One of various Foucault texts on Medieval law, which would benefit from comparison with Montesquieu on the spirit of the laws.

 The new repressive system (established in response to uprisings in seventeenth century Normandy) had the following features

It protected private property though it was involved in the appropriation of property

It guaranteed the tax system without raising taxes itself.

It was an element of political power but not an instance of it (presumably that is to say it upheld political power, but was not part of it).

It favoured capitalist production but favoured feudal rents.

This is the fulfilment of several hundred years of attempts by Frankish and French kings to create a centralised system of justice independent of feudalism, which previously had been absorbed by feudal institutions (presumably the domination of landowners who strongly influenced local politics and administration of justice, living from the financial fees and obligatory service of their feudal inferiors).

Foucault goes back to the Carolingians and the formation of ‘cours comtales’. There is remarkably little information about this institution online, certainly not to be found even by checking every result of a Google word search. They appear to be courts, officered by scribes, associated with the counts appointed by Charlemagne to provide uniform centrally accountable administration across his lands. That is Charles the Great, King of the Franks from 762 and Emperor of the Romans from 800 until his death in 814.

This key figure in the development of the Medieval state is then associated with the first notable attempt to limit feudal particularism through a centrally directed court system. These courts appear to have been in decline by the tenth century, fitting in with Foucault’s account of the failure of attempts by Medieval monarchs to limit Feudal decentralisation of power.

The new system of the ‘Classical Age’ (seventeenth century France) was still caught between:

The specific nature of law and the forms of private property

A statist apparatus but not specific in its judicial functions

There were conflicts of:

Judicial attribution

Conflicts of financial interests, particularly round the Law affair (French financial bubble of the early eighteenth century)

Religious conflicts round Jansenism in the parlements (parlement was a French law court of a kind explained in earlier posts. Jansenism was a seventeenth century Catholics religious current in France, based round the writing of the Belgian bishop Jansenius, which was based on a radical reading of Augustine, had a lot of influence on thinkers and writers,  and which was condemned by the Pope. It tended to have a political aspect as a point of resistance to Royal and Papal power).

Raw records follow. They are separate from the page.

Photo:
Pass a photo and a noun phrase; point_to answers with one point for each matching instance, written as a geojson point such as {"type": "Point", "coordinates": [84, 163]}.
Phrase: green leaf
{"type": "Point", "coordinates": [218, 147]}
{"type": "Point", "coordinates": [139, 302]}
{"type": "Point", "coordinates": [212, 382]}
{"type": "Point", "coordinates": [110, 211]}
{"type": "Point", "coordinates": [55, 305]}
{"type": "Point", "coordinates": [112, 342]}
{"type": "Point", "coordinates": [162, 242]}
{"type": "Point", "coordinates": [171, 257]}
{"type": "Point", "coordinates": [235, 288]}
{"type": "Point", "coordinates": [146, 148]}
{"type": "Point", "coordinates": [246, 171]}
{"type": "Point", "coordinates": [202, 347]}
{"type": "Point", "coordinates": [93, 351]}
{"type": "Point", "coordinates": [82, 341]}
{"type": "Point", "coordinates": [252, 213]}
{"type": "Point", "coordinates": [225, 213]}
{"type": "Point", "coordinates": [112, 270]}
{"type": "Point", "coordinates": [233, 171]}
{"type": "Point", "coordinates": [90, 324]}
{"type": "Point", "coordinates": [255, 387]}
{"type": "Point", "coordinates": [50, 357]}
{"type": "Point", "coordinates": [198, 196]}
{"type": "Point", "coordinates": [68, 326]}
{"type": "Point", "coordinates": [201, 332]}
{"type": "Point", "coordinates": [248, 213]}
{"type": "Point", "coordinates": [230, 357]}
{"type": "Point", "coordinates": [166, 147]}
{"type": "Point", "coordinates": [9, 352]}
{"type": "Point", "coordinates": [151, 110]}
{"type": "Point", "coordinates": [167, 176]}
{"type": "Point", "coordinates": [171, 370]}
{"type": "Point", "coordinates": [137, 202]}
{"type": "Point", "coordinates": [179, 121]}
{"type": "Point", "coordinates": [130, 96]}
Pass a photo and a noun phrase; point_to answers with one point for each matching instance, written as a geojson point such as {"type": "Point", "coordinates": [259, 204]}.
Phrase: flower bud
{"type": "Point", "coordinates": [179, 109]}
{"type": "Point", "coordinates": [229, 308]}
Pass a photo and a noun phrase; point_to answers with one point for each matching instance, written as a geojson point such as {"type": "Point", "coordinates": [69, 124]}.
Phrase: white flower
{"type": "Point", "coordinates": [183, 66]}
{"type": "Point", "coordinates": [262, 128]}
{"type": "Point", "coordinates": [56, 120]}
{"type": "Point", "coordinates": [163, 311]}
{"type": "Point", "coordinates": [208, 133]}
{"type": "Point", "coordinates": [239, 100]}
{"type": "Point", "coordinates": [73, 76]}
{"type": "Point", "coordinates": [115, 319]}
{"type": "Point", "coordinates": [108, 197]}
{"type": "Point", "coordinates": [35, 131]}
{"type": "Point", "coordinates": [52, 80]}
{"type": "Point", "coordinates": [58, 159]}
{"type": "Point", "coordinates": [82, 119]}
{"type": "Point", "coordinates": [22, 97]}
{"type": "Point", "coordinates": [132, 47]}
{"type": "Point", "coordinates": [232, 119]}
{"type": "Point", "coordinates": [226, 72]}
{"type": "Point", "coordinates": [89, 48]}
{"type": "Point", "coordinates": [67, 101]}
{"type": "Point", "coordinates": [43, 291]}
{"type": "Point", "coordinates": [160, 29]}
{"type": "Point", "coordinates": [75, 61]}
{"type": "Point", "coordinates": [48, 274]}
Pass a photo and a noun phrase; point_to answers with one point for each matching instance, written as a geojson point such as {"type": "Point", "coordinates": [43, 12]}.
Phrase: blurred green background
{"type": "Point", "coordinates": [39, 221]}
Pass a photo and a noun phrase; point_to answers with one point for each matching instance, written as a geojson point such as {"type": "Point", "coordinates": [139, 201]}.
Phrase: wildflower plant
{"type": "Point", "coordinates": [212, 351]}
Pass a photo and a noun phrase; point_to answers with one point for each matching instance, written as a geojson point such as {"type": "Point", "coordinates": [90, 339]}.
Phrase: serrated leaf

The new repressive apparatus was caught in the political tension between power and opposition to power, including

Royal centralisation

Bourgeois attempts at domination

Anti-tax revolts

Political resistance

Social resistance, that is banditry.

These conflicts and the general contradiction determine diverse discursive traumas round

Penal theory

Judicial practice

Literary representations of justice

Popular literature on crimes, criminals, brigands.

What Foucault finds behind the difficulties in creating a centralised royal system of justice is the persistence of Germanic law in criminal matters. The revival of Roman law (from the thirteenth century onwards) was first experienced in private (private disputes) and state (sovereignty and treason) law.

Foucault here refers to the process at the heart of Montesquieu’s Spirit of the Laws (1748), that of the evolution from a Frankish monarchy based on Germanic law after the fall of the Roman Empire in the west, to a French state based on revived German law. All of Foucault’s discussions of the development of law in various places can be best understood with regard to the relation of his thought with that of Montesquieu.

The persistence of German law in criminal matters meant that the court was not seeking an absolute truth, but a mediating rule in disputes. There was no permanent peace, but only the resolution of recurrent violent conflicts. The courts determined compensation rather than imposing punishment for criminal guilt. It was intervening in private conflicts rather than subordinating them to public law.

The public legal system only dealt with those crimes which could be regarded as affecting sovereignty, including treason and cowardice in battle. The royal law and courts also took over sexual crimes of rape and sodomy, which were punished in the same way as treason (presumably both representing some crime against nature, with the king’s power considered to be part of the natural order).